EIR Healtcare typically works with hospitals that are constructing new buildings. Its MedModular rooms are built in a factory at the same time a hospital is constructing the shell of a new building. In a typical scenario, EIR meets with the hospital team to customize the design. When the building is finished, the rooms are transported to the hospital site and slotted into the shell and core of the building, reducing the overall construction time by 10 to 30 percent, depending on the size of the project.

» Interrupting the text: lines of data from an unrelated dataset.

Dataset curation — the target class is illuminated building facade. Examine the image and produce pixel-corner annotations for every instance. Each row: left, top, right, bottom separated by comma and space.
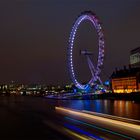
111, 67, 140, 93
130, 47, 140, 67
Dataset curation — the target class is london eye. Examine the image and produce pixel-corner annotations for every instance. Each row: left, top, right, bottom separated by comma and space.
68, 11, 105, 91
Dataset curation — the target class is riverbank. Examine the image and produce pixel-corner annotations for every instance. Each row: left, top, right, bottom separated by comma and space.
71, 93, 140, 102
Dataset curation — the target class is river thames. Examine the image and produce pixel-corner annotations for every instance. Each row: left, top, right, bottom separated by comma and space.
0, 96, 140, 140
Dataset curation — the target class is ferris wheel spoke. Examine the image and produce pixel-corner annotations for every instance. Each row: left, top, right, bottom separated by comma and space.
68, 11, 104, 91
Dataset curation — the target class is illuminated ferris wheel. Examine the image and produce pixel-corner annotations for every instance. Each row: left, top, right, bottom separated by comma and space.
68, 11, 104, 91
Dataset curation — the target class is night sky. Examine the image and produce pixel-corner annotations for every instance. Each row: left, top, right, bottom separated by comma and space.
0, 0, 140, 85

EIR’s rooms were never meant to serve as standalone care spaces, but Geiger says they can, and as more local hospitals start to feel the pinch for space, he suspects they will.
“We’re normally talking with clients about these rooms going into a permanent building,” Geiger explained. “Over the last couple of weeks, especially, this has now transitioned to conversations about whether we can take this product and just put it somewhere. So we’re in daily conversations with folks up in New York about whether we can put them in the convention center or a warehouse because they have this immediate capacity issue.”

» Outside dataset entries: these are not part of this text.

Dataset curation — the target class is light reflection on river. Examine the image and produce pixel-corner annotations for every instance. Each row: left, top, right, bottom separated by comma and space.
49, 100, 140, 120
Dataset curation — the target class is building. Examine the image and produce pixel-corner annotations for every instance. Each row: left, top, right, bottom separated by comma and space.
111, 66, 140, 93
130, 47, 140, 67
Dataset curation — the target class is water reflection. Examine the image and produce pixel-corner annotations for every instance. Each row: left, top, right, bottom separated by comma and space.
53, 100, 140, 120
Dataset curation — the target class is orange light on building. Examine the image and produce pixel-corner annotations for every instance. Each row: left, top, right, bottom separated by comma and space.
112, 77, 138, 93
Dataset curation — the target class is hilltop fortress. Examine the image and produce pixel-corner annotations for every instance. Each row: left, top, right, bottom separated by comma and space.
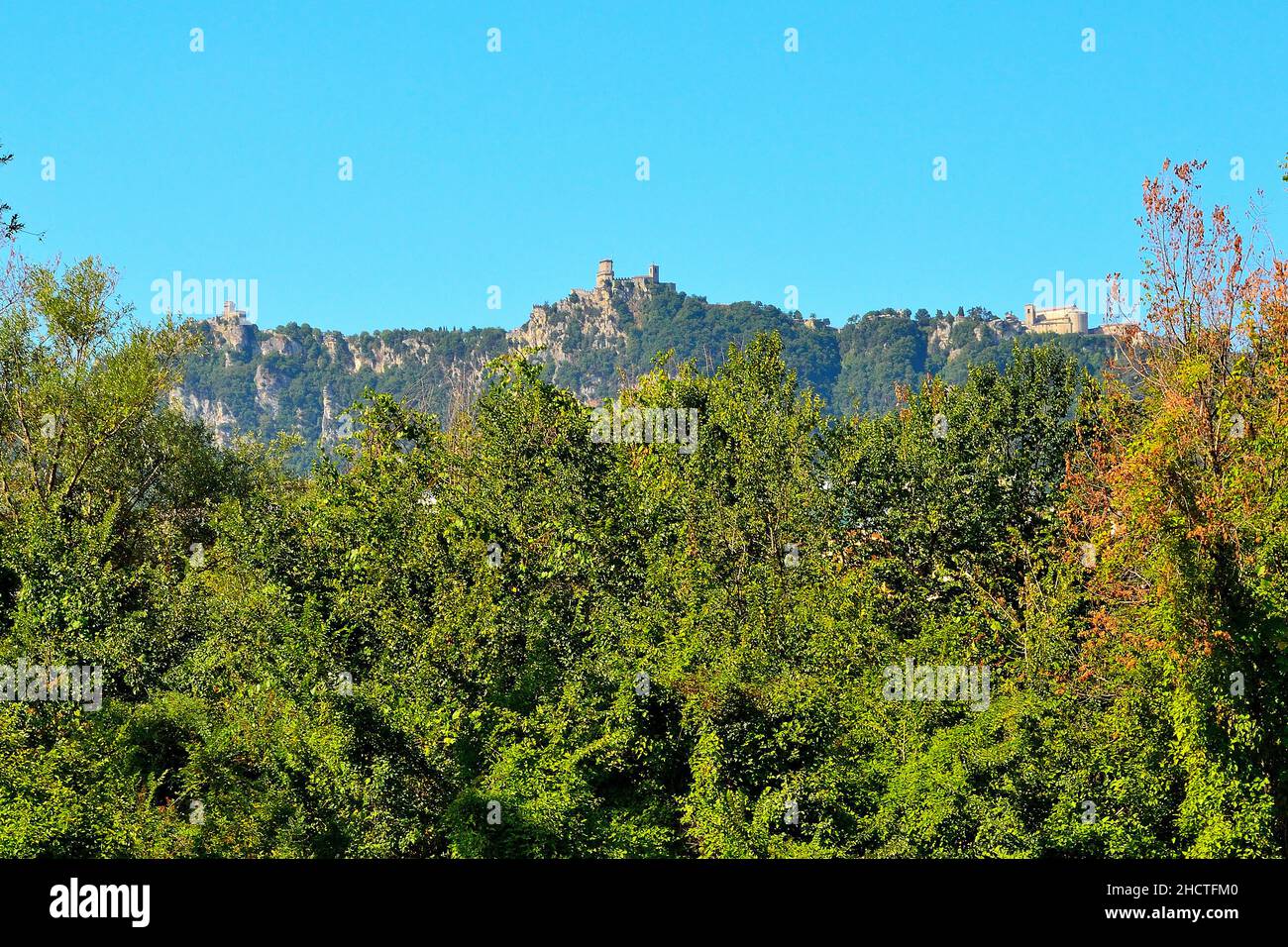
585, 259, 675, 295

EIR’s “smart rooms” include features like touchless doors, faucets and sinks to avoid the spread of germs, and visual displays and handheld devices designed to improve patient satisfaction and efficient care. The prefabricated rooms originally made waves when they debuted on Amazon in early 2019 with a $285,000 price tag. Geiger says a 350-square-foot room like the one advertised on Amazon could cost around $400 per-square-foot, depending on the hospital’s specifications; he says that’s not much more expensive than traditional healthcare construction pricing.

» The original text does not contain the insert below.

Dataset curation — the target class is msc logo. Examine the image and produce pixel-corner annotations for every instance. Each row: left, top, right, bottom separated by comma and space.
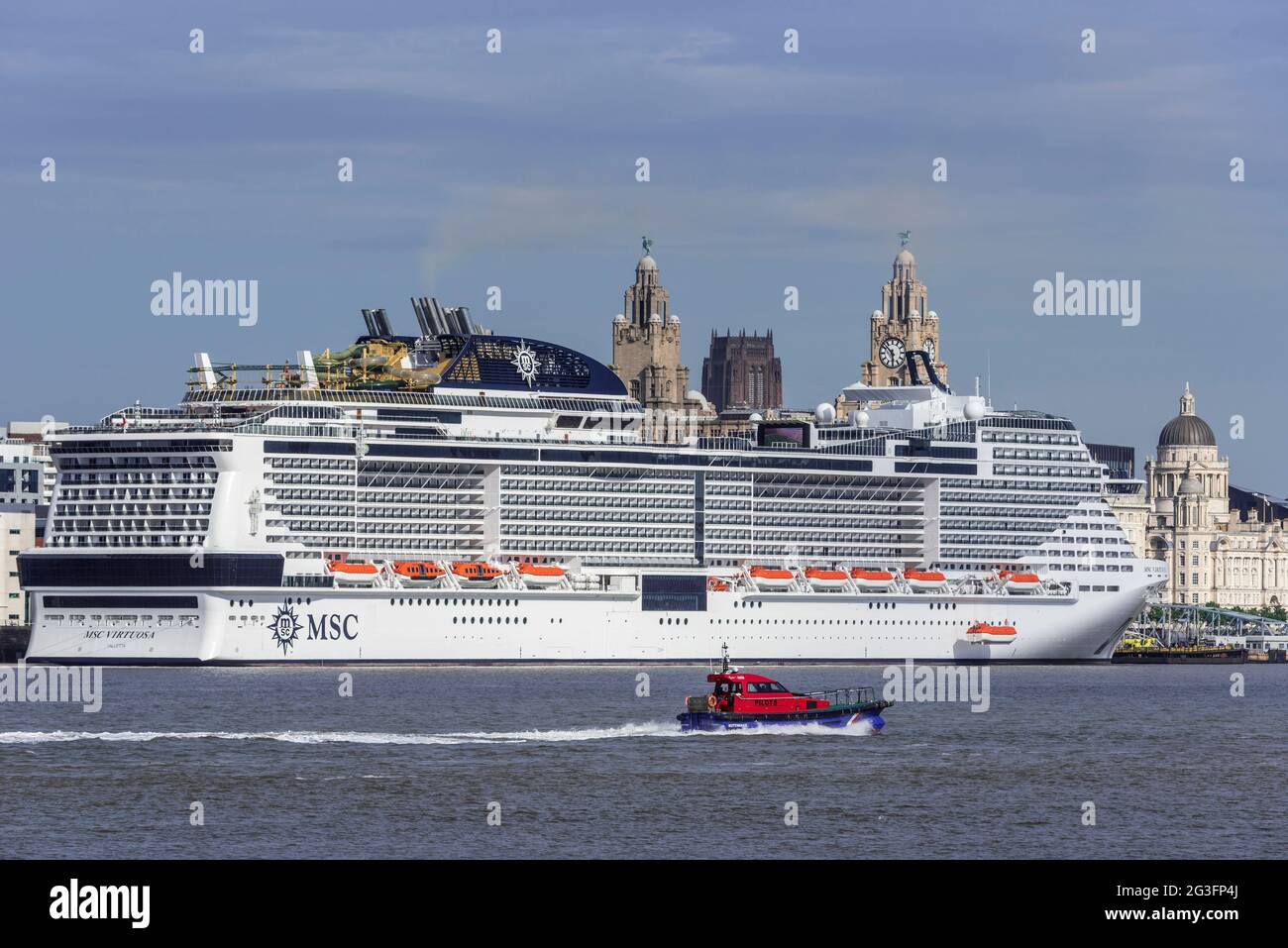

“What we’ve found so far with the clients we’ve worked with is that we don’t cost any more than if you build a similar room traditionally; we’re about the same price. And the price will vary depending on the project and what the client is putting in the room,” he said.
One of the key features of MedModular rooms is that they can be built with negative pressure, meaning the rooms can be customized to include a ventilation system that prevents contaminated air from escaping. The Centers for Disease Control (CDC) recommends the use of negative-pressure rooms to prevent airborne viruses like Ebola from spreading to hospital hallways and corridors.
Annmarie Papa, vice president and chief nursing officer at Einstein Medical Center Montgomery, says negative pressure rooms could be important to containing coronavirus in treatment rooms and keeping healthcare workers safe.
“Negative pressure rooms would be preferred when you’re intubating a patient or when you’re giving particular types of respiratory treatments that would generate aerosol,” she said. “We do everything we can to keep COVID-19 patients in private rooms, in isolation, especially when they’re really critically ill. The best thing you can do is try to keep it contained.”
With 1,315 confirmed positive cases as of March 31st (87 of whom have been hospitalized), Philadelphia has yet to see the patient volumes that cities like New York have been completely overwhelmed by. At the moment, Philly nurses say they’re doing more prep and procedure adjustments than actual caring for COVID-19 patients in the ER. Bon Ku, an emergency medicine doctor for Jefferson Health, says he’s keeping in touch with his doctor friends in New York to get guidance on what to expect in the weeks ahead.
“Many hospitals in the U.S. are at imminent risk of running out of spaces to treat patients because of the influx of COVID-19 patients,” he said. “I speak with my New York City colleagues a lot because I think we’re only one or two weeks away from being where they’re at now. So I’m always talking to them, seeing what their situation is like so we can be prepared. It’s actually been eerily quiet in the emergency department, but I think that’s going to change in a week or so.”
Perhaps the biggest benefit of MedModular rooms is how quickly they can be produced. EIR Healthcare is in talks with several hospitals in the region and across the country about using its rooms. If Philly hospitals decide to pursue this option, Geiger says his company can build as many as 75 rooms in a week’s time.